Sub-50ms Analytics: How We Scaled Reporting for Billions of Records
Once your app hits a certain scale—hundreds of millions or even billions of records—handling analytics and reporting becomes a completely different beast.
We felt this acutely last year at SparkLoop. Our platform had grown to store hundreds of millions of events just as we introduced an "Advanced Reports" page. This feature allowed users to generate reports across arbitrary time ranges, filtered by six different dimensions.
Our initial approach was to use ClickHouse. It made sense, right? After all, ClickHouse is built specifically for this use case.
Wrong. It was a disaster.
The problem wasn't ClickHouse itself—it’s a fantastic tool—but rather the assumption it's built on: that data is immutable. That immutability is exactly what makes it so fast.
But at SparkLoop, our data is rarely static. Take referrals: they start as "pending," then move to "confirmed" or "rejected." To handle these updates in ClickHouse, you have to constantly deduplicate data (usually via complex ReplacingMergeTree logic). That process was cumbersome, fragile if column schemas changed, and incredibly resource-intensive.
We could only afford to run the deduplication every three hours, which meant the dashboard was always slightly out of sync. To top it off, it was expensive: our instance was costing us $1,000/month just to serve these reports.
The turning point came when I saw an interview between Jesse Hanley with Aaron Francis.
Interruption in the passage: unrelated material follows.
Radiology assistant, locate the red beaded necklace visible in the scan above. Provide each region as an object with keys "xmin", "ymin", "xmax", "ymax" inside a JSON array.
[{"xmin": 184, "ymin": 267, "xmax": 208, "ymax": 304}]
Jesse mentioned using ElasticSearch to keep his site snappy. It stopped me in my tracks. I’d always thought of ElasticSearch as a tool strictly for search—and one that was a nightmare to maintain.
One day, out of desperation, I DMed Jesse for advice. He was incredibly helpful and opened up the world of Elasticsearch for me. I learned two things that changed my perspective:
- It’s an analytics powerhouse: While designed for search, ES handles "Aggregations" (their version of GROUP BY) incredibly well. Unlike ClickHouse, ES allows you to update a document by ID easily, making it perfect for our mutable data.
- The complexity is optional: Most of the maintenance headache is abstracted away if you use the searchkick gem (shoutout to the prolific Andrew Kane) and a dedicated host like Elastic.co
Armed with Searchkick and Jesse’s encouragement, I started hacking. It took a few days to wrap my head around the new architecture, but once I created my indexes and a thin wrapper to query them in Rails, the difference was night and day:
- Ridiculously fast: Most queries—even those calculating totals across hundreds of millions of records—return in under 50ms.
- No more deduplication: ES handles updates to existing records gracefully. No more background jobs, no more lag.
- Real-time data: The dashboard is always current.
- A healthier Postgres: Because we moved these heavy analytical queries over to ES, the load on our primary PostgreSQL database decreased by 25%, making the entire app feel more responsive.
The best part? We got all this extra performance for 1/10th the monthly spend as our struggling ClickHouse instance.
I’m incredibly grateful to Jesse for the pointer and the folks at Elastic for the tech. It’s a reminder that when you’re stuck in a technical hole, sometimes the best move isn’t to dig harder—it’s to reach out to the community and ask how they solved it.